Well, plenty, as it happens. ‘Show, don’t tell’ may be something of a cliché, but these are the three words that are repeatedly drummed into every writer of fiction from the word go. So how has somebody as seasoned as Hare managed to create a play that tells us next to nothing but shows us even less?
The play’s first act is set in 1926, and influential urban planner, Robert Moses (Fines) is working to push through his plans for Long Island, where the various roads and bridges he envisions will allow the masses to travel to what have previously been exclusive beaches. To this end, he has enlisted the likeable Governer Al Smith (Danny Webb), and their resulting banter is overseen by Moses’ employees, Finnuala Connell (Siobhán Cullen) and Ariel Porter (Samuel Barnett). The two men bluster amiably over glasses of bootleg whisky but we learn precious little about them, other than the fact that Moses is prepared to bend the rules in order to see his concept through.
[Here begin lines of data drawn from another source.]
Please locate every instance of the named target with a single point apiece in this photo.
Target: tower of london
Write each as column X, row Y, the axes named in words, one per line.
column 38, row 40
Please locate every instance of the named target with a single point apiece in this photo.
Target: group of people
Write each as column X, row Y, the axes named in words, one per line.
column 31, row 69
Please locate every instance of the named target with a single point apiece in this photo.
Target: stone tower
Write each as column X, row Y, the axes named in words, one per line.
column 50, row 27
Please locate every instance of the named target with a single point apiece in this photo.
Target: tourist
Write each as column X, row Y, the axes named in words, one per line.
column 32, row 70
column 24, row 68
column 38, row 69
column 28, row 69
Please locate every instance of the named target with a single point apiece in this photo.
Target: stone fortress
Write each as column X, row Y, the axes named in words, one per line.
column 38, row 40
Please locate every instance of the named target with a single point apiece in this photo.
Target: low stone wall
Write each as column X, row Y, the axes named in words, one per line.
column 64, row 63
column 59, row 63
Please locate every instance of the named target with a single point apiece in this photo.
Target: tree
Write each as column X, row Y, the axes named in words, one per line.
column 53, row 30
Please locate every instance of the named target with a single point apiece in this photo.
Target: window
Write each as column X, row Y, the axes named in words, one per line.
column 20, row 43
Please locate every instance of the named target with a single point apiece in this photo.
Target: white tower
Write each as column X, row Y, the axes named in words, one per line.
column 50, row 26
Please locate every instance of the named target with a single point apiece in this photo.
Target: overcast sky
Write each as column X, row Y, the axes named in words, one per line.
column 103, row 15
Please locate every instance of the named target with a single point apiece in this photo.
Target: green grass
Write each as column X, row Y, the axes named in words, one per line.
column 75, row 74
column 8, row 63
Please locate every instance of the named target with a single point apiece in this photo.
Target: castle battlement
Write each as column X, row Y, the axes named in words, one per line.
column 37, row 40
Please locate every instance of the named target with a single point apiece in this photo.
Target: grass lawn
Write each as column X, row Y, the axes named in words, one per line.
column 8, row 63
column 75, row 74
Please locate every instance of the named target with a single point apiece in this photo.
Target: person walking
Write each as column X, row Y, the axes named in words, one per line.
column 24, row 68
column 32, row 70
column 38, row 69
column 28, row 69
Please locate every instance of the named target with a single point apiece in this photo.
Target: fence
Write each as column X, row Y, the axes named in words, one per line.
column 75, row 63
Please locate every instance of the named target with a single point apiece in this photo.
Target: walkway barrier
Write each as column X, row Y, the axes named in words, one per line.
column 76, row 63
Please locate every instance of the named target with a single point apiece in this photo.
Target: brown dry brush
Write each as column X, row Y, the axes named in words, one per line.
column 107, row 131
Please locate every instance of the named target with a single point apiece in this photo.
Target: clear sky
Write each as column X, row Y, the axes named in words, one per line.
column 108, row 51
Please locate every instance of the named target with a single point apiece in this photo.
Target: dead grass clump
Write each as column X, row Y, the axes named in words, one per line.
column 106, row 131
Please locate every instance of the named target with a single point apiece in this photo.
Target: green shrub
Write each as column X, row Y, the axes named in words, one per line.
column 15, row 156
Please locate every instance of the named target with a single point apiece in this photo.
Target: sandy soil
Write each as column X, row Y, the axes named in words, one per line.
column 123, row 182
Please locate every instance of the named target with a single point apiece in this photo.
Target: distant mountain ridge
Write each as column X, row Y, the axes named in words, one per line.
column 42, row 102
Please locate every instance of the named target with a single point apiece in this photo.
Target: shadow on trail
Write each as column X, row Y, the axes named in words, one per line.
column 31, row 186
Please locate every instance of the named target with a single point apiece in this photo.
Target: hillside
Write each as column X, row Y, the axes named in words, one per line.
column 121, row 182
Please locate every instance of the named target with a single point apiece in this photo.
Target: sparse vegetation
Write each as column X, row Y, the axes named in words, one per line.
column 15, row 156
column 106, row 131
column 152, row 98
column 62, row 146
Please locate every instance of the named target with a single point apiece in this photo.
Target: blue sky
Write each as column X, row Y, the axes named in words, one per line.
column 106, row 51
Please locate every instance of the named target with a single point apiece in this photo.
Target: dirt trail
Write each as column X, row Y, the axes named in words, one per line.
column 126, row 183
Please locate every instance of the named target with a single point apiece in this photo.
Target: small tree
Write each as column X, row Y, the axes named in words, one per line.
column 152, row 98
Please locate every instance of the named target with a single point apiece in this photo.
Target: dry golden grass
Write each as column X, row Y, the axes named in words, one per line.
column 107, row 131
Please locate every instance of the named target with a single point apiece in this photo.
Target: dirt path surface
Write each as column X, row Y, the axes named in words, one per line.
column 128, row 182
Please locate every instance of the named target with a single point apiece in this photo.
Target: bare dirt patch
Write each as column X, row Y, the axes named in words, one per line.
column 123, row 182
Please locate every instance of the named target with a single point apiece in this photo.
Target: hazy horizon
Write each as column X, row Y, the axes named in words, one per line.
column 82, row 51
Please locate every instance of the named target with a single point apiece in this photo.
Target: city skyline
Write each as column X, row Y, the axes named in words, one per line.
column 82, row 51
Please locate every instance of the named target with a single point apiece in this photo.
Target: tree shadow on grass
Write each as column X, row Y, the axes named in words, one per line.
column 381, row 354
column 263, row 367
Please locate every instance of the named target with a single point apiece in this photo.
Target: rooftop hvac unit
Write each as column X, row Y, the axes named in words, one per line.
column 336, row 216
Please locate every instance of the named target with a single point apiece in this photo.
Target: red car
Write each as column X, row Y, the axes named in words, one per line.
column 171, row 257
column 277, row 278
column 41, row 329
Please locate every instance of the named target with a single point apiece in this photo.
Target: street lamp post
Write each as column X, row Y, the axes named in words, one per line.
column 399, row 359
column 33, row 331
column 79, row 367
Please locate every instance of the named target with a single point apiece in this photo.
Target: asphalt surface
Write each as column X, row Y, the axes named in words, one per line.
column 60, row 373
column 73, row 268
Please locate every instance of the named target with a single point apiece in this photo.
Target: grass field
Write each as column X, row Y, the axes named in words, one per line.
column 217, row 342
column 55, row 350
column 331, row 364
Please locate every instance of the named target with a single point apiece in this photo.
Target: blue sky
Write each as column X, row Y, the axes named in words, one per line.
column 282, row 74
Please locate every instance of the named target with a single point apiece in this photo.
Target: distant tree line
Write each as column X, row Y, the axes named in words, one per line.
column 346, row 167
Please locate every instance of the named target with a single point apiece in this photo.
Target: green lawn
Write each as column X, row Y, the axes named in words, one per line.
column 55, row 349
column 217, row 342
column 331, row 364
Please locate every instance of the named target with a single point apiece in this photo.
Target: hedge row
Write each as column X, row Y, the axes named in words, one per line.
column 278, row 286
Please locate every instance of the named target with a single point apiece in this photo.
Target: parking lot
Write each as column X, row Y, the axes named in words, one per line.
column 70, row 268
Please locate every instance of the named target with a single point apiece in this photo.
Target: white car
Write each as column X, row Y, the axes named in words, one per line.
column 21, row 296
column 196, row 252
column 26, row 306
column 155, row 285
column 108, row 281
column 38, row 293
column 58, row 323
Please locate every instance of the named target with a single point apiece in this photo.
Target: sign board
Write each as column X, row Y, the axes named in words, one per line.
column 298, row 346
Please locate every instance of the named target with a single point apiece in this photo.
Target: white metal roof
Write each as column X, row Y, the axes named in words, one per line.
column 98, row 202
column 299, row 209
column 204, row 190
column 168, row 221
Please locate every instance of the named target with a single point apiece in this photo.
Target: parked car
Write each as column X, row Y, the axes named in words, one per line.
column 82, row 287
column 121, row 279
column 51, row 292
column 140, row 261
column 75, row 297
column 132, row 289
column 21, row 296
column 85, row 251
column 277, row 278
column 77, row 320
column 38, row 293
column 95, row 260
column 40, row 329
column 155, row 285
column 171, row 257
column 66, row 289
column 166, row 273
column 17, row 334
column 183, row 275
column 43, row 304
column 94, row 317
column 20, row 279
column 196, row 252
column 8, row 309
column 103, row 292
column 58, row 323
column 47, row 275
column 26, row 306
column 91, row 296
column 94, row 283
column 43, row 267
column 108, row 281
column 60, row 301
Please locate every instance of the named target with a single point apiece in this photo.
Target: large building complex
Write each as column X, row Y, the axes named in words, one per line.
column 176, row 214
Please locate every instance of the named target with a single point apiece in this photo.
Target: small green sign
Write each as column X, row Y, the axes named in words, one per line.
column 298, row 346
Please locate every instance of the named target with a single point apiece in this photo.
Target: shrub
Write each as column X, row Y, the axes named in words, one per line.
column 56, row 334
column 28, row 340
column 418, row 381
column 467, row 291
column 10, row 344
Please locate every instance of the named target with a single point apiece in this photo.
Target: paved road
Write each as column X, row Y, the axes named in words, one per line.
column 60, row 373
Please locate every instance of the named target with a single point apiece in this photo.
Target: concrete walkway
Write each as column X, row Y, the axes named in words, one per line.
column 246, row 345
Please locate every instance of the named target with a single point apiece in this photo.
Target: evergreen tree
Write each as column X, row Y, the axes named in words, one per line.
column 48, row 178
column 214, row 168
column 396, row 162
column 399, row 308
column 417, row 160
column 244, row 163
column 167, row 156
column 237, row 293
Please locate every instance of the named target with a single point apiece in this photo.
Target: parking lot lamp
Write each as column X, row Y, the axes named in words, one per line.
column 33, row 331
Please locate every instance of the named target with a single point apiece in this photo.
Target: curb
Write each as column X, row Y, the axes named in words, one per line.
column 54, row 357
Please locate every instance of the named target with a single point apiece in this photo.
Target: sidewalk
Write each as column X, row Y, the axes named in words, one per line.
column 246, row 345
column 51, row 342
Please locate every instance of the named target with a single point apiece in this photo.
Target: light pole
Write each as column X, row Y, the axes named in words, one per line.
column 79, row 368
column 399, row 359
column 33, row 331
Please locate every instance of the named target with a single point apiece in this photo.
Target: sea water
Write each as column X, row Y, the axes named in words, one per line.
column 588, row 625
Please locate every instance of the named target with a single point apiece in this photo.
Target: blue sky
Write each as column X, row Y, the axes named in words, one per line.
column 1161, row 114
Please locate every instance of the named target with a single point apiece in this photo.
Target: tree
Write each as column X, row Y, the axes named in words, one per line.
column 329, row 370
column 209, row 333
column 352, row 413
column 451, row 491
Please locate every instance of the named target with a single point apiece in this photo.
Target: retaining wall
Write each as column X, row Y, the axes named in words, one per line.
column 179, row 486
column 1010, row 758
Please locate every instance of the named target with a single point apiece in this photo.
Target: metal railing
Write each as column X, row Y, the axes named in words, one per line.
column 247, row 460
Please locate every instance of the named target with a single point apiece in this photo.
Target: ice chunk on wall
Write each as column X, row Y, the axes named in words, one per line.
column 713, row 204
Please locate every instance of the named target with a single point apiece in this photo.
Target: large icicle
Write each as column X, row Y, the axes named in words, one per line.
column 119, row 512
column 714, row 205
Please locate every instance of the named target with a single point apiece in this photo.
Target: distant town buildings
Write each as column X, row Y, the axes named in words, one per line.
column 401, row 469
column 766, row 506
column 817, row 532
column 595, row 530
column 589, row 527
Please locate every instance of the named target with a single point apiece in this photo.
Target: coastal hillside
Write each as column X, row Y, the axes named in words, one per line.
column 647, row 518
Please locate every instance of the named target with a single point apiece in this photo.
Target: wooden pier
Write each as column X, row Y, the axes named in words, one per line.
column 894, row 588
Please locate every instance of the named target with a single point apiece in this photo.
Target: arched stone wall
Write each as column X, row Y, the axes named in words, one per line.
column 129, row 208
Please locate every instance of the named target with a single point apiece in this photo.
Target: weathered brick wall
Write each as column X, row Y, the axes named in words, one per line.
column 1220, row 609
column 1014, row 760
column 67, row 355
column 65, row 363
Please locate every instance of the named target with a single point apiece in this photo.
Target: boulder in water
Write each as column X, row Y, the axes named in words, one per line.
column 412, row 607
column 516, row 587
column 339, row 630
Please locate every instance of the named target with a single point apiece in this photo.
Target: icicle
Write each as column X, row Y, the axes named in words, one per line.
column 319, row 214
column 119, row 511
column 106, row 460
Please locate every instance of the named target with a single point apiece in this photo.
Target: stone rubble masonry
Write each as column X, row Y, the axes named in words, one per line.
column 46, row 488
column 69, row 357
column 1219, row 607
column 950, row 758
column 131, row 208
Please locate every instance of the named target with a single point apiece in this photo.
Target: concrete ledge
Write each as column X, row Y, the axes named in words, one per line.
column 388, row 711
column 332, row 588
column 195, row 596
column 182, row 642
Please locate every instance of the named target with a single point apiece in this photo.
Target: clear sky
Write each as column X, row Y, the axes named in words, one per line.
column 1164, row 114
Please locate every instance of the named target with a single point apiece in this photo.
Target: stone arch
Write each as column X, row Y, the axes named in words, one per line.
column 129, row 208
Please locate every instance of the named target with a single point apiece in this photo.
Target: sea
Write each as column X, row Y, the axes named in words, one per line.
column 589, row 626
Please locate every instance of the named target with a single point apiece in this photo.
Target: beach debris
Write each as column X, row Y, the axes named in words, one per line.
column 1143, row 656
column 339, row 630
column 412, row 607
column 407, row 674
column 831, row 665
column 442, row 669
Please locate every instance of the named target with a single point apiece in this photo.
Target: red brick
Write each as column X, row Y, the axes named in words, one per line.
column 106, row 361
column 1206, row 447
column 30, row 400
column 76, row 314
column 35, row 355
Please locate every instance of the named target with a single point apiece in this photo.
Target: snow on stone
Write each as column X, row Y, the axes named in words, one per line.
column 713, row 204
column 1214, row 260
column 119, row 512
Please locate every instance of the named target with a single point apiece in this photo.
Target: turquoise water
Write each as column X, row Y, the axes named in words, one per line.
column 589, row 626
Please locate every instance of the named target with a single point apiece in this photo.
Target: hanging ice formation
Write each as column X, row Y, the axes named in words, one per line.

The second act is set thirty years later, when the tide of popular opinion is beginning to turn against Moses. Here at least, the action is opened up beyond Moses’ headquarters, to a public meeting where people have the opportunity to speak out against his single-minded obsession with offering Manhattan up to the dominance of the motor car – but once again we learn very little and, all too soon, we’re back to Moses’ office for more bluster.
And that’s pretty much what you get. Fiennes, to his credit, is a terrific actor, and of course he does his best to imbue Moses with some depth, but we’re reliant on Connell’s character to occasionally step in and tell us key facts about the man – in some cases to actually remind him about things he must already know. It’s all curiously inert and unengaging and, by the play’s conclusion, which points out that Moses is still set in his ways and not about to change anytime soon, I’m left with the conviction that there must be a better story in there somewhere.
Straight Line Crazy might just as well be a radio play – and it doesn’t help that I’m fresh from seeing Wise Children’s Wuthering Heights, an endlessly inventive adaptation that seems to rejoice in finding fresh ways to show an over-familiar narrative. This seems to be its polar opposite, masking rather than illuminating a potentially interesting character.